Site Reliability Engineering Manager
We are building and supporting new and existing critical infrastructural systems and frameworks which provide and support services like structured and unstructured storage, caching, queueing, searching, and much more at hyperscale.
About the Role
This is a hands-on role, to establish SRE practices for a private cloud service, to accelerate our ability to reliably and consistently deliver thousands of applications.
About the Team
The Apple Services Engineering Cloud Services SRE organization is looking for a strong, hands-on leader. The leader will lead a platform focused SRE team, and be responsible for the reliability of the platform.
Responsibilities
* Act as the Service Owner, designing and mapping key performance indicators to achieve the organization's mission.

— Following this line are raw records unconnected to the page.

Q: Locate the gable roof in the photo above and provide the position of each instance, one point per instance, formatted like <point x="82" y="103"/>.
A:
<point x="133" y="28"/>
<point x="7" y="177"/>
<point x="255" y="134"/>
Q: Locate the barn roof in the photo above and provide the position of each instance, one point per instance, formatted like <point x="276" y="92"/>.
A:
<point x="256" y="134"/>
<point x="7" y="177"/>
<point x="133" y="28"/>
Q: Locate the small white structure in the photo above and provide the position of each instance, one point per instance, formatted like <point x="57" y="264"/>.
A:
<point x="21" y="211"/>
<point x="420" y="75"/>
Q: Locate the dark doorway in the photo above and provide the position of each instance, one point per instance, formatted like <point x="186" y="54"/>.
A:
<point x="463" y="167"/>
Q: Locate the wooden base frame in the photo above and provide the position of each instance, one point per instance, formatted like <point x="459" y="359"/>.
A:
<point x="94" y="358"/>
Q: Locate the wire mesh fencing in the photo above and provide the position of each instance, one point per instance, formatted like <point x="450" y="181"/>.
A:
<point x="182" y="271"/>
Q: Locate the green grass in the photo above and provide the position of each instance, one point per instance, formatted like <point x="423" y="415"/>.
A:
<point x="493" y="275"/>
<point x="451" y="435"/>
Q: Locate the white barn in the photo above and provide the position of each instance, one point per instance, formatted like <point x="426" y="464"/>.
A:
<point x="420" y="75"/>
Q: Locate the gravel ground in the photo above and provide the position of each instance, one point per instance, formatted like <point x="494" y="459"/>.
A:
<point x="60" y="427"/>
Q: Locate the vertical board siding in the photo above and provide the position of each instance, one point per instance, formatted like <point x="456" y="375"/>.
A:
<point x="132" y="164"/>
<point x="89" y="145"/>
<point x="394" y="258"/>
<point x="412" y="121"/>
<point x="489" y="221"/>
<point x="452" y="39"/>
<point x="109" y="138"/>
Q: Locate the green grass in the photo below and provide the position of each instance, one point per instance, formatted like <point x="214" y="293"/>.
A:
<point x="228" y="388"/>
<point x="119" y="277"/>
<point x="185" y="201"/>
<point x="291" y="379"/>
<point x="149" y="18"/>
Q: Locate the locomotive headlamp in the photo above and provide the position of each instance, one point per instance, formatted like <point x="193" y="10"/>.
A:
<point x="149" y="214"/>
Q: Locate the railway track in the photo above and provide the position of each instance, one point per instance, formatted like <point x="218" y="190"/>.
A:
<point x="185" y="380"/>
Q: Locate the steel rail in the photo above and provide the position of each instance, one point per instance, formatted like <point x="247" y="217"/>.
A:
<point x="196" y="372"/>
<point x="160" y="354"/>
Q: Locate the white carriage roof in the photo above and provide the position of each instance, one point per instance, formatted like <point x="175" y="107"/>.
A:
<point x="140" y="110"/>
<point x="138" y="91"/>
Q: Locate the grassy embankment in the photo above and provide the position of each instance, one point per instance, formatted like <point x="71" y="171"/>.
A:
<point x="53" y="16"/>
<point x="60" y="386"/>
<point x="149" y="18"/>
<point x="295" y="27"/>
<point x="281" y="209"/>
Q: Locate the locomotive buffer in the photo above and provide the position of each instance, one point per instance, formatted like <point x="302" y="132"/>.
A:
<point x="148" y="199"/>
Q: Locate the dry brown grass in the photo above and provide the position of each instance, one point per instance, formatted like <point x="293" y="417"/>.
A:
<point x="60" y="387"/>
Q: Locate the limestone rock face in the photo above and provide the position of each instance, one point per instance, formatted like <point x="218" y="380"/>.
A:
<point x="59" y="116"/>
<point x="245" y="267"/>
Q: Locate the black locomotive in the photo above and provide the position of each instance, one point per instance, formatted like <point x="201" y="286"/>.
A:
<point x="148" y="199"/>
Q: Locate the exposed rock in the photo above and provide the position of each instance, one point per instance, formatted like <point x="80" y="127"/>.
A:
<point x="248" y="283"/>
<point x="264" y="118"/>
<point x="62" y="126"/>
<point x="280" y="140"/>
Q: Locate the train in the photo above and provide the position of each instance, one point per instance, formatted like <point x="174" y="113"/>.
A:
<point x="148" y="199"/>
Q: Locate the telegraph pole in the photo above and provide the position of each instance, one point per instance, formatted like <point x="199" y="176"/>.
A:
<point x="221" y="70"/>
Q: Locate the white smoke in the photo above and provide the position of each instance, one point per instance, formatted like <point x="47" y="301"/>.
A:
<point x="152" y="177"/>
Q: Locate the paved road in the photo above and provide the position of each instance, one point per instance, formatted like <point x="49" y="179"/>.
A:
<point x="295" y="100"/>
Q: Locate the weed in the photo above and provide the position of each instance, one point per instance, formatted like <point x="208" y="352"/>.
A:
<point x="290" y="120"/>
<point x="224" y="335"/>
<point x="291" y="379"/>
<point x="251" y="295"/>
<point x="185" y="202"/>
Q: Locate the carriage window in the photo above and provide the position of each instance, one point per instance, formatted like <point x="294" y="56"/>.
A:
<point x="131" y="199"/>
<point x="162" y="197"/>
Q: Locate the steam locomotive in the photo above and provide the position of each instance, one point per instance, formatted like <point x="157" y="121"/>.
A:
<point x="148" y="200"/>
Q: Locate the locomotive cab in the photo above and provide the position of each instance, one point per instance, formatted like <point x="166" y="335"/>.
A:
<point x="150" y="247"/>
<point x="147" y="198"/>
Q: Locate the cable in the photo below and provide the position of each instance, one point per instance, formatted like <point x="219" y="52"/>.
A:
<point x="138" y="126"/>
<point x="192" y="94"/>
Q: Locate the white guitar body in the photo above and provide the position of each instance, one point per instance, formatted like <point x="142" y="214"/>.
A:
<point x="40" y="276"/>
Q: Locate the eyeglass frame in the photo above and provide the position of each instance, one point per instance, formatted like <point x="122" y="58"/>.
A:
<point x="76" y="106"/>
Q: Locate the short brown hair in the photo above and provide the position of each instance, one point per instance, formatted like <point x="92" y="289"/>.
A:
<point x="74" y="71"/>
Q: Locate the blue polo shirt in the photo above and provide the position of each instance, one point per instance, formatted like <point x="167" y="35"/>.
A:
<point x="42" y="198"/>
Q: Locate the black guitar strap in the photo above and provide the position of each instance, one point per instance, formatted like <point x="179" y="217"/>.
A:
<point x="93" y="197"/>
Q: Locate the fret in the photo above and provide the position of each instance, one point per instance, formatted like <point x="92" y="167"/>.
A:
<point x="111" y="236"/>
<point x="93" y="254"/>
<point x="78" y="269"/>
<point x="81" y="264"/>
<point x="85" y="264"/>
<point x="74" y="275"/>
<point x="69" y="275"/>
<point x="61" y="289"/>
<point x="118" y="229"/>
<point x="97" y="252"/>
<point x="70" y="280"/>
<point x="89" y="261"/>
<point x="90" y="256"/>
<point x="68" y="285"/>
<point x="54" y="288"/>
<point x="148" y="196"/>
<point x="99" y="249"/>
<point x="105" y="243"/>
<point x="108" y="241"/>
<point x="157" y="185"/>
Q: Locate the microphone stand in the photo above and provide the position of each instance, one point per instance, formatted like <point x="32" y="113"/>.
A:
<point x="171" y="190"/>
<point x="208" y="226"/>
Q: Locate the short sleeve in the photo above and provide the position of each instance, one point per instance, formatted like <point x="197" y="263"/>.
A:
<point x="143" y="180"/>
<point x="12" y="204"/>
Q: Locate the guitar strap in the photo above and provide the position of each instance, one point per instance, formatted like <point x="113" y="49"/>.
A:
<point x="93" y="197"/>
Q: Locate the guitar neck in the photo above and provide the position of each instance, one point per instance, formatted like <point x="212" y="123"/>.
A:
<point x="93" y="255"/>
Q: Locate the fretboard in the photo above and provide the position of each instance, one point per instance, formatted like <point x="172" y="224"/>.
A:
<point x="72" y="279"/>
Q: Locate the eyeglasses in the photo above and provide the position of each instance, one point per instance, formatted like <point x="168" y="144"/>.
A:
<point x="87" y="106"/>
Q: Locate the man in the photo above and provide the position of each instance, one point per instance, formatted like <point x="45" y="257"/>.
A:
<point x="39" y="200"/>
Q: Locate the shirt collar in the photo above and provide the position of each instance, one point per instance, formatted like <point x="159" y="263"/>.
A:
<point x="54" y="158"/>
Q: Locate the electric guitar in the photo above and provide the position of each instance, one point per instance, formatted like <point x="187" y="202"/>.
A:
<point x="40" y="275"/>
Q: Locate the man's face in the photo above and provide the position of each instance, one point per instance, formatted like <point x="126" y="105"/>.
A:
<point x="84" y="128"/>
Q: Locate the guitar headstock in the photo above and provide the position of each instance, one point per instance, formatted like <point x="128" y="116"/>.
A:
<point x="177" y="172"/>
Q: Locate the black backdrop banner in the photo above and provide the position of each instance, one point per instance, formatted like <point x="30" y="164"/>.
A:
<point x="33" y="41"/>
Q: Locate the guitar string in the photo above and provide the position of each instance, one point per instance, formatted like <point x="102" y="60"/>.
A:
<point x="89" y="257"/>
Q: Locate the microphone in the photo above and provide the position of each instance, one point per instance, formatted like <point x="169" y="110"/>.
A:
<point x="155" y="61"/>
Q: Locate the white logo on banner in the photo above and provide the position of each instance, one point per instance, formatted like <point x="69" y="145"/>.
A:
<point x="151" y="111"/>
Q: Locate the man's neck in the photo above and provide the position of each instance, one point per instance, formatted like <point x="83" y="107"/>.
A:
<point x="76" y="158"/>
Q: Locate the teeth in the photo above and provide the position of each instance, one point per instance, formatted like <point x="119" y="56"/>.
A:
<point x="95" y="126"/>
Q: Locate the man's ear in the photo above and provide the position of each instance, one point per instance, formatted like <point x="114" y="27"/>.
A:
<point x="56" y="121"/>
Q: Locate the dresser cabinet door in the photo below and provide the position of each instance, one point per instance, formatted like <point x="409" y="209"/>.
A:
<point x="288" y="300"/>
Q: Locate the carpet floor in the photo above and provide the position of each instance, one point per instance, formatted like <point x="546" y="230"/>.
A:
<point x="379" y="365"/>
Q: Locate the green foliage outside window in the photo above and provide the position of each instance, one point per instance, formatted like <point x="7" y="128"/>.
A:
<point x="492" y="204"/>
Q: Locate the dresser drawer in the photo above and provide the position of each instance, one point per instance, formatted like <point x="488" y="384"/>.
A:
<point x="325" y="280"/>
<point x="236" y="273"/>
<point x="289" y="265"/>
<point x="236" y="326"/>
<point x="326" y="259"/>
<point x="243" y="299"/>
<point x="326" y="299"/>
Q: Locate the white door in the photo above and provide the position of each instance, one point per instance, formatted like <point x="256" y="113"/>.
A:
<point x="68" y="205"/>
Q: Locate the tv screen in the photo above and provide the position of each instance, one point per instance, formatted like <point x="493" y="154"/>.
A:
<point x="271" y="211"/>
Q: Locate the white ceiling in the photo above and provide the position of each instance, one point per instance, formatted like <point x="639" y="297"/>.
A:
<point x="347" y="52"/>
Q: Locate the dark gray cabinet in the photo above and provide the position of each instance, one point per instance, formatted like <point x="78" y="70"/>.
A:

* Lead the definition of requirements, priorities, and planning of engineering deliverables.
* Implement structured engineering and operations processes.
* Lead the team in daily agile SRE practices, ensuring proper team focus on priorities, achievements, and deliverables.
* Optimise velocity and efficiency of delivery, and drive continuous improvement.
Requirements
* Experience in critical, large scale distributed systems experience, combining Hardware, Operating Systems and Software.
* Experience building and leading engineering teams; ideally SRE or Production Engineering.
* Strong emphasis on SRE as an engineering subject area, with proficiency in at least one of the following languages (Golang, Rust, Python, Swift).
* Understanding of SRE principles, including monitoring, alerting, error budgets, fault analysis, and other common reliability engineering concepts, with a keen eye for opportunities to eliminate toil by code and process improvements.
* Bachelors or Masters in Computer Science, Computer Engineering, or equivalent experience.
Estimated salary: $250,000 - $350,000 per year.